Quizá deambula por esas calles que barre el viento, o por las de su barrio, rondando indecisa la torre y sus ventanas iluminadas, alguna iglesia todavía abierta, un banco solitario en algún parque, mientras acumula energías. Pruebas a imaginarla llegando a su casa y reanudando, silenciosa y derrotada, su vida familiar y parroquial: obtienes un cuadro deprimente. De nuevo en la habitación, fumando frente a la ventana o tumbado en la cama, dudas entre esperar o echarte a la calle. Pero ¿adónde ir? Te lo estás preguntando todavía cuando en la plaza Lesseps te precipitas de cabeza al taxi después de disputárselo ignominiosamente a una anciana, y veinte minutos más tarde te ves recorriendo tontamente y sin esperanza algunos lugares que ellos frecuentaban: el bar del callejón esquina Princesa, las terrazas del paseo de Colón frente a la estación de Francia, Santa María del Mar, las Ramblas… Tiempo perdido. A la medianoche, al volver a la pensión, resulta que Salvador Vilella ha llamado varias veces. No tarda en hacerlo nuevamente: «¿Alguna novedad, Paco?», voz de ejecutivo ya, segura, solvente, metálica, demasiado próxima. «Hemos pensado… Oye, mira, hemos pensado que si está contigo en plan de confidencias, pues muy bien, pero dilo, caray, al menos su madre se quedará tranquila…». Decides esperar un poco más, quizá solamente para testificar cómo al fin se desinfla esa voz, cómo desciende del púlpito: «En serio, va, qué podríamos hacer… Y eso que le has dicho a Nuria, Paco, ¿es verdad?». «Sí». Después de una breve pausa, como si hablara consigo mismo y sin que apenas se le oiga: «Hosti, hosti», murmura, y luego en voz alta: «Que conste que todavía no se lo hemos dicho a sus padres, ¿eh?… ¿Me oyes? ¿Me oyes, Paco…? Paco…». Cuelgas.
Qué otra cosa puedes hacer: tumbado en la cama, vestido y con la luz encendida, el oído atento al timbre de la calle y del teléfono. Mucho más tarde la fatiga y el sueño te vencen, y te sobresalta una ardiente, rabiosa mordedura en los dedos, la brasa del cigarrillo. Es más de la una cuando te parece oír llamar suavemente a la ventana. Te incorporas. La llamada ha sido tan débil que bien pudieras haberla soñado.
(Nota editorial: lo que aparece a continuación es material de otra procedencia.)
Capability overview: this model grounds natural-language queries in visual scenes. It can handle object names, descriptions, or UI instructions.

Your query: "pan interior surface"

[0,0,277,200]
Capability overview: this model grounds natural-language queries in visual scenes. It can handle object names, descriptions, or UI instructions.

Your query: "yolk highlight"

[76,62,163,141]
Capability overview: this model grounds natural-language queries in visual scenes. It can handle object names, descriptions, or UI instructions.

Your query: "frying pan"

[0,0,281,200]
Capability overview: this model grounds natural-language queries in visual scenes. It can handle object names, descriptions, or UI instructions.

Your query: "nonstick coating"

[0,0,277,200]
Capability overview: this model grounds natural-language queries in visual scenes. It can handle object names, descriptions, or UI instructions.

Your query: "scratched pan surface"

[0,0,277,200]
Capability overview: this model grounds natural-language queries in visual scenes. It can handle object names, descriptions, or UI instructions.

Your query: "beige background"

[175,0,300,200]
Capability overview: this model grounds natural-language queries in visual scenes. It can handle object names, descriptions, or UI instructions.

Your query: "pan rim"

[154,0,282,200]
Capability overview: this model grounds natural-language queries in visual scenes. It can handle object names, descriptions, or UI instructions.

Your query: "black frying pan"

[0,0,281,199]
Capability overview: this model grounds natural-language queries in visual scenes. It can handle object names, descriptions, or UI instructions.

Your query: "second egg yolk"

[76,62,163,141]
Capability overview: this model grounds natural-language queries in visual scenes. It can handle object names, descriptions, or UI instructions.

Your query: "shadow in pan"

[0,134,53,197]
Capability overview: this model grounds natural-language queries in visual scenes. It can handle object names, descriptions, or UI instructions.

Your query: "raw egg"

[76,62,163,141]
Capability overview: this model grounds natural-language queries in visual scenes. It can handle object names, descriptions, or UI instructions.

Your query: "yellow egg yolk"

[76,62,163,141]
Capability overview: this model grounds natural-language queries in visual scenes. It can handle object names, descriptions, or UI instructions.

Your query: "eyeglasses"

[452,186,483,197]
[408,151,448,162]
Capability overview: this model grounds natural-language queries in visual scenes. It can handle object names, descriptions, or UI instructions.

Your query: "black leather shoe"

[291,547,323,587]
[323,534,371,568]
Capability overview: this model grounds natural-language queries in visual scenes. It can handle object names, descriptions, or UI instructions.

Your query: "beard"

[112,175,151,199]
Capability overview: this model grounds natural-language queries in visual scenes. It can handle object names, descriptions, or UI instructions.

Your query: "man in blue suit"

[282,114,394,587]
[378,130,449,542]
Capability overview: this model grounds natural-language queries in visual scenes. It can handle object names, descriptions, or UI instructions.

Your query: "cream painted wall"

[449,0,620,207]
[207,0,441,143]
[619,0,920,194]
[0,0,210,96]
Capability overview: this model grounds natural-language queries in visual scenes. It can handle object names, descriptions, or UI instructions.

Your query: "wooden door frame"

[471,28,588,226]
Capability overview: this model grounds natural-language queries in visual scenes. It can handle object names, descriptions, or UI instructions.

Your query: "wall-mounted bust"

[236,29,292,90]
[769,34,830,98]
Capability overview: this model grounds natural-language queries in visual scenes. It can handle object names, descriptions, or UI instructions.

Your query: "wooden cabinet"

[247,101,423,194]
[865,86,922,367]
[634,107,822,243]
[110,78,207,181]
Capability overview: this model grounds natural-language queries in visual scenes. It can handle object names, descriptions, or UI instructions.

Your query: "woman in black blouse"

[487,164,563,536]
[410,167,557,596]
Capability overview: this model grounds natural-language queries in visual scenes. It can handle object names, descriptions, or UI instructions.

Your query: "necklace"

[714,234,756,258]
La pensión se halla sumida en el silencio, vuelves a la cama, la mano tantea los cigarrillos… Y otra vez, con la misma timidez de antes, con el mismo sobresalto fugaz: se diría las alas de un pájaro prisionero entre la persiana y el cristal. Abres la ventana: nadie. El viento arranca un siseo de hojas en el jardincillo del General San Martín, más allá las farolas del puente de Vallcarca hacen guiños en la noche, y a lo lejos parpadean amodorradas las luces expiatorias del Tibidabo, con la gran imagen del Sagrado Corazón, siempre con los brazos abiertos a la ciudad. Le habrías dicho que se quedara a dormir aquí si de momento no deseaba ir a su casa, que mañana sería otro día… Más tarde, mientras enciendes un cigarrillo, te parece distinguir una sombra extrañamente inmóvil (demasiado para ser humana) en el puente, y piensas: este camino también la lleva a su casa.